Where Moroku sits in this

Moroku exists to help banks and lenders do exactly the work above — turn Open Banking from a regulatory tax into a competitive weapon. We do it across three product surfaces:

• moroku money — internet and mobile banking with single-pane-of-glass aggregation and PFM out of the box, core-agnostic and Open Banking-powered.
• moroku flow — loan origination with affordability, income verification and liability detection driven by real CDR-sourced data, not document collection.
• kanopi.one — a public utility for brokers and customers to generate consent-based affordability reports that lenders use to derive offers.

For the Mambu-powered institutions facing the consumer data deadlines on 9 November 2026 (initial providers) and 10 May 2027 (large providers), we ship the Moroku Mambu–Biza CDR Connector — a certified, pre-integrated, turnkey bridge between Mambu and Biza.io's Open Banking infrastructure, delivered as a managed service. One vendor accountable end-to-end, certification baked in, conformance evidence ready for your CISO and APRA. Six to eight weeks instead of twelve to eighteen months. Fixed economics instead of an open-ended FTE drain.
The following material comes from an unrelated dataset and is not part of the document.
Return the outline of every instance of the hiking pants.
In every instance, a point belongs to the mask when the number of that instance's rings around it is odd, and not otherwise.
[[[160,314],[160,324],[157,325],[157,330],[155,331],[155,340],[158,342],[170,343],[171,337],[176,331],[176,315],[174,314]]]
The product data phase is largely a publishing exercise. The consumer data phase is where programmes stall, because that's where data has to flow out of the core under authenticated consent with a full lifecycle and audit trail. That's the phase the connector is built for.

What to do now

If you're an Australian ADI, you already know your obligations — but ask yourself whether you're a Data Holder only, or whether you've put the pieces in place to also be a Recipient. The two together is the real position.

If you're an Australian non-bank lender, the calendar is unforgiving. Product data: July 2026. Consumer data: November 2026 or May 2027 depending on your size. Scoping needs to be happening now.

If you're a New Zealand designated bank, the question isn't whether you're compliant — it's whether you're also an Accredited Requestor, and whether you've started building products on top of payment initiation that turn the regime from cost into advantage.

And on both sides of the Tasman, the strategic question is the same. Compliance is the floor. Action initiation is the ceiling. The banks that will win the next decade are the ones who saw that distinction early and built for it.

The data monopoly is breaking either way. The question is whether you're holding the door shut or walking through it.